Effect of carbohydrate source on growth performance, carcass traits, and meat quality of growing-finishing pigs

Two experiments were conducted to determine the effect of substituting a more available dietary carbohydrate (CHO) for portions of corn or fat in the diet on growth performance, carcass traits, meat quality, and serum or plasma metabolites in growing-finishing pigs. A three-phase feeding program was used with corn-soybean meal diets formulated to provide 105% of the Lys requirement for barrows or gilts gaining 325 g of lean daily in Exp. 1 or gilts gaining 350 g of lean daily in Exp. 2. Diets were isoenergetic within experiments. All other nutrients met or exceeded suggested requirements. In Exp. 1, pigs were allotted to three dietary treatments (0, 7.5, or 15.0% sucrose), with three replications of barrows and three replications of gilts, and with three or four pigs per replicate pen; average initial and final BW were 25.2 and 106.7 kg.
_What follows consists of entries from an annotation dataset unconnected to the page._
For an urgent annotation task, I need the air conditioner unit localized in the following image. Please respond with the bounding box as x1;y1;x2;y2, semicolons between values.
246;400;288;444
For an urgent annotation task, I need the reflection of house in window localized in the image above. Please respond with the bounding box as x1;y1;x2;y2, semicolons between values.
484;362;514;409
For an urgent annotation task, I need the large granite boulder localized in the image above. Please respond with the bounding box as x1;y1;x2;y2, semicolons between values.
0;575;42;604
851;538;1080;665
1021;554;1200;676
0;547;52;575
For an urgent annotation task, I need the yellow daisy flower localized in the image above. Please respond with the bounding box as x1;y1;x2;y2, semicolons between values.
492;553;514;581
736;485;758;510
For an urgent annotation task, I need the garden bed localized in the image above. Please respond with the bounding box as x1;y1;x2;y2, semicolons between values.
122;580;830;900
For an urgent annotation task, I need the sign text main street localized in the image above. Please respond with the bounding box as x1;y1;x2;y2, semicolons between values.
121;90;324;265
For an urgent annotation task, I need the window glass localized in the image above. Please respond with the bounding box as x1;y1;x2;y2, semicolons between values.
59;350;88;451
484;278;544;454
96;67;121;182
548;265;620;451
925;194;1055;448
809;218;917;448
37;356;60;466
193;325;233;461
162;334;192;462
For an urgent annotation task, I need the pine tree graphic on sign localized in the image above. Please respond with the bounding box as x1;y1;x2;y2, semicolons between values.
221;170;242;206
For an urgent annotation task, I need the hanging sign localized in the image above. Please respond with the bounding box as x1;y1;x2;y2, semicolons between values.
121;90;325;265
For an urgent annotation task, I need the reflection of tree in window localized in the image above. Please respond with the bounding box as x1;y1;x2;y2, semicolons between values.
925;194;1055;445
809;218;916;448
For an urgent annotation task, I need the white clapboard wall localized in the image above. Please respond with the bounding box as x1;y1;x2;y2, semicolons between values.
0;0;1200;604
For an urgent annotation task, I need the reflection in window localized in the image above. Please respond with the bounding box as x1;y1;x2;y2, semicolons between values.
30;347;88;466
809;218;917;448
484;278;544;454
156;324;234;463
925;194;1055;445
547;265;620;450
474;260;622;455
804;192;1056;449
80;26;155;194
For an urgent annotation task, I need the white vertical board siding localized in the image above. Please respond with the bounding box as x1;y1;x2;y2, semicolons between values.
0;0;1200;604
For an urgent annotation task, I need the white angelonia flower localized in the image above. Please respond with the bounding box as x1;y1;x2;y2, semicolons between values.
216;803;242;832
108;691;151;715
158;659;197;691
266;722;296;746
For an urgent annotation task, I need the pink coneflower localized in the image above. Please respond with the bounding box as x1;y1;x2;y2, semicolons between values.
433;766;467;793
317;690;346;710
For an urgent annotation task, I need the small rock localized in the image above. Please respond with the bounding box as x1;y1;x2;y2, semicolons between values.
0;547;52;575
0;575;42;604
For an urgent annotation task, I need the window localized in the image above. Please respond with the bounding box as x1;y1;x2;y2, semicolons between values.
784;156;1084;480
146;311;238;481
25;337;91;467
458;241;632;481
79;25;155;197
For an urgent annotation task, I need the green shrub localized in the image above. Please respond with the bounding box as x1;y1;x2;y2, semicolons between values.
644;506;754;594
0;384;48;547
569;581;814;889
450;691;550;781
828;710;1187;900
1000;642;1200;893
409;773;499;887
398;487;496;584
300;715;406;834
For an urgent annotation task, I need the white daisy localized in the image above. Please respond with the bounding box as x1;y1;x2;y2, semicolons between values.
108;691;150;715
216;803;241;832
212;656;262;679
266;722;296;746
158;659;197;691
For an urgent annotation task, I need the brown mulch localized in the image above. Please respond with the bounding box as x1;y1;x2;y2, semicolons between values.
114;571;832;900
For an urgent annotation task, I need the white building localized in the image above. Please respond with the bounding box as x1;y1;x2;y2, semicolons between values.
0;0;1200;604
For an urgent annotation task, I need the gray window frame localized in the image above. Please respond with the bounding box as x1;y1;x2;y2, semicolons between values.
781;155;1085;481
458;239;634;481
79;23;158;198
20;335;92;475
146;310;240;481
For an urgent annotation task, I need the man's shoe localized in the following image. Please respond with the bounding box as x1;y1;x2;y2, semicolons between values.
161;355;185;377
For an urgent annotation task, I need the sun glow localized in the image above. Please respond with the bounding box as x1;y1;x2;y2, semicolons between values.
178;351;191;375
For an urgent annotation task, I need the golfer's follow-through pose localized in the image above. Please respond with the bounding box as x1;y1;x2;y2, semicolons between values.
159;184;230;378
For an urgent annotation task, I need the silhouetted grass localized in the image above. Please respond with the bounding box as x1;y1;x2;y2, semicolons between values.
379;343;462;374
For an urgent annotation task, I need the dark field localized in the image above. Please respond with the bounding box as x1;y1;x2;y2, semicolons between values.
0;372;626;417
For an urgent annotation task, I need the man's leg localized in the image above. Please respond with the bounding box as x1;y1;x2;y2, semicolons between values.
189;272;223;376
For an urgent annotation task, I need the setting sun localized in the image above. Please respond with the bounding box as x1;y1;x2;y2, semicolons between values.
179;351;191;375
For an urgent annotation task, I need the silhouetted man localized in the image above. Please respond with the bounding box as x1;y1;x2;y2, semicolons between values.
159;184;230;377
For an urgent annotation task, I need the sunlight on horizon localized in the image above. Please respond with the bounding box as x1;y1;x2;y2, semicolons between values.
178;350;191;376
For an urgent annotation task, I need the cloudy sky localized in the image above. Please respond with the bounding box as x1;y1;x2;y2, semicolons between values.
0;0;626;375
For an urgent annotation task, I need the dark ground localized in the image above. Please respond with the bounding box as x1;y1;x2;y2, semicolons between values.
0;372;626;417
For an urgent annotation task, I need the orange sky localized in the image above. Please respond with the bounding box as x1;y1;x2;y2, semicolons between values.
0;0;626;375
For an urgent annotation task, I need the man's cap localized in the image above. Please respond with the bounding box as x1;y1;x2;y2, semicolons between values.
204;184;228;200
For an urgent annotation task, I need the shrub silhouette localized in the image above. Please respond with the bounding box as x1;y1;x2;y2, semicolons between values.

In Exp. 2, gilts were allotted to two dietary treatments (waxy [high amylopectin] or nonwaxy [75% amylopectin and 25% amylose] corn as the grain source), with five replications of four gilts per replicate pen; average initial and final BW were 37.7 and 100.0 kg. In Exp. 1, ADG and gain:feed ratio increased linearly (P < 0.02) as dietary sucrose increased. Minolta color scores, a* and b*, and drip loss (P < 0.06) also increased linearly with added sucrose. In Exp. 2, ADG, carcass weight and length, and the Minolta a* value were greater for pigs fed waxy corn (P < 0.08) than for those fed nonwaxy corn. Feed intake, longissimus muscle area, 10th-rib and average backfat thickness, dressing percentage, fat-free lean, percentage of lean and muscling, lean gain per day, total fat, percentage fat, lean:fat ratio, serum or plasma metabolites (Exp. 1: serum urea N; Exp. 2: serum urea N, and plasma nonesterified fatty acids, triacylglycerols, total and high-density lipoprotein cholesterol, insulin, and total protein), pH of the longissimus muscle, and subjective muscle scores (color, firmness-wetness, and marbling) were not affected by diet in either experiment. In summary, increasing availability of dietary CHO in growing-finishing pig diets improved growth performance, but it did not affect carcass traits.